Jorge Amado e a epopeia dos meninos da Bahia
02/12/2016 blog

de Alexandra Antunes

«Sob a lua, num velho trapiche abandonado, as crianças dormem». A noite caiu sobre Salvador. Junto ao cais, num armazém que guarda mercadorias de embarque, os Capitães da Areia têm o único lugar a que podem chamar casa. E cada menino só pode ver nos outros aquilo a que corresponde, vagamente, a noção de família.

Em 1937, Jorge Amado (1912-2001), escritor brasileiro, usa as palavras de um romance para abrir uma janela para o seu país. Depois do mar da Bahia, existe um país onde um povo luta contra as diferenças sociais, mostrando uma forte necessidade de mudança. Esta ousadia literária conduz o autor à prisão e à queima de exemplares em praça pública.

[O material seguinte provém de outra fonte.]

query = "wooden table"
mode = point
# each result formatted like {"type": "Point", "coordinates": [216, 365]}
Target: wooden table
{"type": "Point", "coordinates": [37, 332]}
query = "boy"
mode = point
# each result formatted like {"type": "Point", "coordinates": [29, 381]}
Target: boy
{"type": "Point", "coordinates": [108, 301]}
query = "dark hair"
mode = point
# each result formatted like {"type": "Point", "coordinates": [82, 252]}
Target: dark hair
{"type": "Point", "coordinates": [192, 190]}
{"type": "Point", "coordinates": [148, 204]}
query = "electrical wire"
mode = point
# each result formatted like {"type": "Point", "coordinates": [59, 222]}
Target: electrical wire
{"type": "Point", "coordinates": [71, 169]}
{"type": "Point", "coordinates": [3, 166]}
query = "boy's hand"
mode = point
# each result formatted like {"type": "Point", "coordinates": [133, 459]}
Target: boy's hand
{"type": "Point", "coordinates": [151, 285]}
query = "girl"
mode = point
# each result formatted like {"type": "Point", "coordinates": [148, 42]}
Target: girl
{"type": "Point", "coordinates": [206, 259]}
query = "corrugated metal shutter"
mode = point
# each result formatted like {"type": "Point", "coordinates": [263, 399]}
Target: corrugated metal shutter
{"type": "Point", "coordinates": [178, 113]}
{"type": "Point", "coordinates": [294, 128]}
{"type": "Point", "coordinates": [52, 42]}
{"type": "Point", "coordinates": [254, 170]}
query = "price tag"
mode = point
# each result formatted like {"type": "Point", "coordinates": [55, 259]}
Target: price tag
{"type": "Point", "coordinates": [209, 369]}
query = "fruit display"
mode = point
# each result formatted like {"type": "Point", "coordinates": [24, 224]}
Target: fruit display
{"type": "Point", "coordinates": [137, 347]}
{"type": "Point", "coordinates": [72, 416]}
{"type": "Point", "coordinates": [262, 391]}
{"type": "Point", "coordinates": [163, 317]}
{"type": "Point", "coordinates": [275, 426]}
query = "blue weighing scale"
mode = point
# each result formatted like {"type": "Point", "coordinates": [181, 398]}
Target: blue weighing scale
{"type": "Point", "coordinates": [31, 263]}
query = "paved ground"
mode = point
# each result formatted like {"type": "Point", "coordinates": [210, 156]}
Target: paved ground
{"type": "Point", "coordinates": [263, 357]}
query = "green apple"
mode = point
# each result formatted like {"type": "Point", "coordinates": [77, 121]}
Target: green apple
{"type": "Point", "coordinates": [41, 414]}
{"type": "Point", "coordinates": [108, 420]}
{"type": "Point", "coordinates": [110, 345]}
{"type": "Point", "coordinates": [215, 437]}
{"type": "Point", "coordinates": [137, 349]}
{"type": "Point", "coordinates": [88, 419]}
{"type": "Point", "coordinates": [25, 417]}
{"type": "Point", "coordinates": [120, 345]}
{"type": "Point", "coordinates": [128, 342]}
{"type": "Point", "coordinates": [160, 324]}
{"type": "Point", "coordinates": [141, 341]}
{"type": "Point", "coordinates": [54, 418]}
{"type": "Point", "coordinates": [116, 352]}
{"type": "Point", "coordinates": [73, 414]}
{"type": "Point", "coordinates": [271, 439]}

Através do grupo dos Capitães da Areia, Jorge Amado transforma meninos órfãos abandonados, que se entregam ao crime por não terem outra alternativa, em heróis. Numa epopeia que enaltece aqueles que, pelas circunstâncias da vida, são obrigados a crescer demasiado depressa, há espaço para todo o tipo de crianças. Pedro Bala é o líder do grupo e influencia todos como um pai; Volta Seca admite apenas querer continuar a viver no crime; Professor é apaixonado pelos livros e pelo desenho; Gato é um quebra-corações incorrigível; Boa-Vida não quer mais do que sambar e aproveitar os dias, Sem-Pernas aproveita a sua deficiência para fazer grandes assaltos e Dora, a menina que se junta ao grupo, é a figura maternal por excelência. E são tantos os que, tal como estes – embora não lhes sejam atribuídos nomes –, vagueiam pela cidade de Salvador na esperança de repor aquilo que lhes foi tirado.

Cada «Noite da Grande Paz» é um fim e um começo para estes meninos que têm «uma estrela no lugar do coração». Nunca se sabe o que trará o dia seguinte. Um surto de varíola assola a população, a polícia persegue os que praticam o crime, os planos dos assaltos talvez não venham a correr como planeado, as revoltas no cais podem trazer problemas aos manifestantes. É esta azáfama que Jorge Amado quer gritar. Quer dizer «Olhem para nós!», quer mostrar um Brasil que não vive apenas do calor e dos ritmos mexidos. A vida dos Capitães da Areia assemelha-se ao carrossel que chega à cidade: voltas estonteantes são dadas, e pouco ou nada à sua volta muda.

Diz-se que a língua portuguesa, quando escrita do outro lado do oceano, ganha uma melodia diferente. As palavras dançam no papel de uma outra forma – vão sambando à nossa frente, num vocabulário por vezes desconhecido àqueles que não falam português do Brasil. Jorge Amado, com uma escrita fluída e natural, até mesmo algo crua, conta uma história com cor, aconchegante para quem lê, apesar de dura para os protagonistas. As aventuras dos Capitães, nos areais e nas ruas da cidade, entre fugas à responsabilidade e entregas ao amor clandestino e irresponsável, chegam-nos de mansinho, com imagens simultaneamente bonitas e cruéis que tocam o coração.

Jorge Amado venceu a censura. Apagou a fogueira que lhe devorou os livros. As palavras de um jovem brasileiro de 25 anos chegaram até nós e ainda conseguem mudar vidas. E se, numa viagem ao interior do Brasil, talvez ainda consigamos encontrar o eco destes meninos descalços e sujos, é apenas para nos lembrarmos que há sempre algo mais a mudar no mundo.